Arms Trade Treaty Conference: Focus on Diversion

Arms Trade Treaty Conference: Focus on Diversion

Post-shipment on-site inspections are one of the main focuses of the German presidency of the Eighth Conference of States Parties (CSP8) to the 2013 Arms Trade Treaty (ATT), which took place on 22–26 August in Geneva.  The ATT is the first legally binding international agreement that aims to establish common standards for regulating the trade in conventional arms.

In advance of the conference, the Stockholm International Peace Research Institute (SIPRI) published two papers on post shipment inspections and stockpile management systems which help to inform manufacturers and exporters of the military materiel that will be the focus of controls on the value of on-site inspections and the opportunities to integrate the topic in design.   

States that adopt post-shipment on-site inspections shall continue to fully apply the export licensing assessment criteria that they are legally or politically required to implement, such as those under the ATT, the Wassenaar Arrangement on Export Controls for Conventional Arms and Dual- use Goods and Technologies (Wassenaar Arrangement), and the European Union (EU) common position on arms exports. 

A growing number of states and international and regional organizations, provide assistance for the management and accountability of states’ small arms and light weapons (SALW) stockpiles.

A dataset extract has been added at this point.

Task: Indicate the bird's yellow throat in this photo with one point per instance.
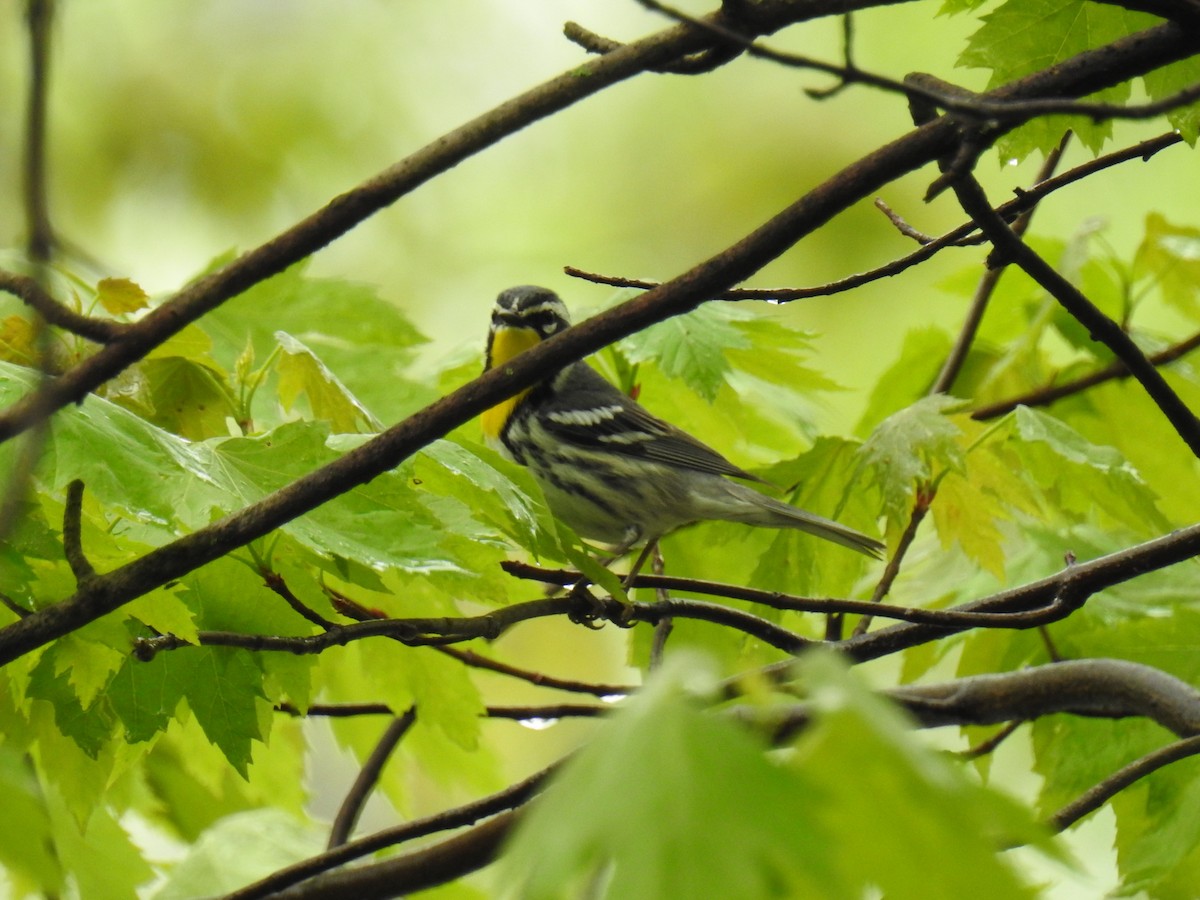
(507, 343)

This support is generally categorized as physical security and stockpile management (PSSM) assistance. 


On-site inspections are a focused, short-term verification measure mainly aimed at ensuring that exported weapons have not been transferred in ways that contravene commitments provided by the importer. PSSM assistance is a longer-term engagement aimed at improving a state’s system of weapons management over time. 


The authors note that on-site inspections cannot replace the need for accountability throughout the life cycle of a weapon, which begins with effective and verifiable record-keeping.  For example, in Afghanistan, end-use monitoring officials of the USA-led Combined Security Transition Command–Afghanistan (CSTC–A) used a centralized, worldwide US Government system, the Security Cooperation Information Portal (SCIP), to record weapons distributed to Afghan security forces and subsequent end-use checks. However, CSTC–A colleagues simultaneously rolled out a separate database, CoreIMS, to Afghan security forces to register and manage these weapons themselves. This led to dilution of registration and data entry efforts in both systems.  Only about 40 per cent of items distributed by the US Government were ever actually recorded in the SCIP, according to a 2019–20 audit.


The US Army, among others, has since 2005 used radio frequency identification (RFID) devices embedded in ammunition packaging, and even in individual weapon systems in some cases, to automatically record when items enter and leave armories and magazines, and when they arrive in or depart from the possession of different units.   Conflict Armament Research and TTE-Europe GmbH, funded by the EU, have begun trialing RFID devices suitable for placement in individual small arms themselves.

SIPRI recommends that states conducting on-site inspections should explore requiring either manufacturers or importers to adopt and use RFID chips or other detectable tracking technologies, both as a means of inspection visits and as a means through which the importing state can improve its PSSM standards.